Bioinspired Solutions

Taking lessons from creatures that sting, peck and morph


Large mosquito w/ a syringe needle as a mouth (i.e. as it's proboscis)

To develop a new method for pushing flexible implants into the soft, squishy tissue of the brain, Jeffrey Capadona, PhD, and researchers in his Case Western Reserve lab turned last year to an intriguing source for inspiration: the "guide arm" that mosquitoes use to steady their bite.

In past years, the lab's pioneering biomimicry experiments to improve the performance of neural implants have drawn ideas from how sea cucumbers change their skin from rigid to soft, the unique structure of squid beaks (hard at the tip, soft at the base) and the resilient skulls of woodpeckers.

As for the guide arm, it inspired researchers to create a small plastic disc that stabilizes the implant the same way a pool stick is stabilized by a player's non-dominant hand.

Studies have shown that brain implants—used to monitor electrical activity or diminish effects including tremors from diseases such as Parkinson's—often can degrade because the body perceives them as foreign invaders and goes on the attack.

But implants from Capadona's lab have more successfully tempered the body's natural immune response. Most recently, the team has improved the implants by coating them with materials to deliver antioxidants to the brain to discourage long-term tissue damage.

Capadona's ingenuity has won him national attention.

The associate professor of biomedical engineering—who also is a research health scientist at the Louis Stokes Cleveland VA Medical Center—was named one of the nation's 96 most promising young scientists in 2012 by President Barack Obama, receiving a Presidential Early Career Award for Scientists and Engineers, and recently earned the distinction of being named a research career scientist within the VA.

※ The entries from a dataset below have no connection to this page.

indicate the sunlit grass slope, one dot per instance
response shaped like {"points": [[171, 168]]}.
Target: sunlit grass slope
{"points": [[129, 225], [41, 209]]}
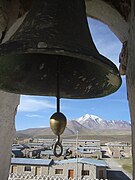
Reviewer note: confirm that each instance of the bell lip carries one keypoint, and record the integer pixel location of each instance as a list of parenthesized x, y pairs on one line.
[(97, 59)]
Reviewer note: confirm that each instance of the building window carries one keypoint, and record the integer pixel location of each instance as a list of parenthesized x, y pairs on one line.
[(14, 169), (27, 168), (58, 171), (85, 173)]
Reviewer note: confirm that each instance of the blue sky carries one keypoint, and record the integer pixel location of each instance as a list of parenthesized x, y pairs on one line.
[(35, 111)]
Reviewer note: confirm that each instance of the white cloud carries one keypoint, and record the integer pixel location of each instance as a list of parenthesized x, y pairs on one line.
[(34, 116), (32, 104)]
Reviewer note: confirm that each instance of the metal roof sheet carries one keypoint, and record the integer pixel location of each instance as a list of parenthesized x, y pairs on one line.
[(28, 161), (90, 161)]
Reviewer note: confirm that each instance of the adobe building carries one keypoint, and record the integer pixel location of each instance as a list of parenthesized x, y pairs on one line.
[(65, 169), (118, 15)]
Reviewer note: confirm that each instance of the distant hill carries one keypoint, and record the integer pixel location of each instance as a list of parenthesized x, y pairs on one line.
[(85, 125)]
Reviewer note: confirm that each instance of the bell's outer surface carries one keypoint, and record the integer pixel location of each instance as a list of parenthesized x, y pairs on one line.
[(58, 123), (52, 31)]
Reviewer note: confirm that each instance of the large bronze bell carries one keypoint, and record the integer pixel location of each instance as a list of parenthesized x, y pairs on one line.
[(56, 30)]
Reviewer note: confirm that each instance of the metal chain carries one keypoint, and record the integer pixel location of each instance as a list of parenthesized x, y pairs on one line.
[(58, 144)]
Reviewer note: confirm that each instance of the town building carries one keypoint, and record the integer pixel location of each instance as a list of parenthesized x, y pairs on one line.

Capadona heads a group of 25 researchers that published 16 papers in the field in 2018 alone (60 since his 2010 arrival) and has been cited an average of 800 times annually during the last five years in publications by other scientists.

"The world is paying attention to what we do, so that is inspiring and motivating, too," Capadona said.

Now his team is planning research on a new and unexpected project: deploying the antioxidants to try to prevent tissue damage that opioids can cause in the brain.

"If you had told me even six months ago that our work would be going in this direction," he said, "I might not have believed it, but it's pretty exciting."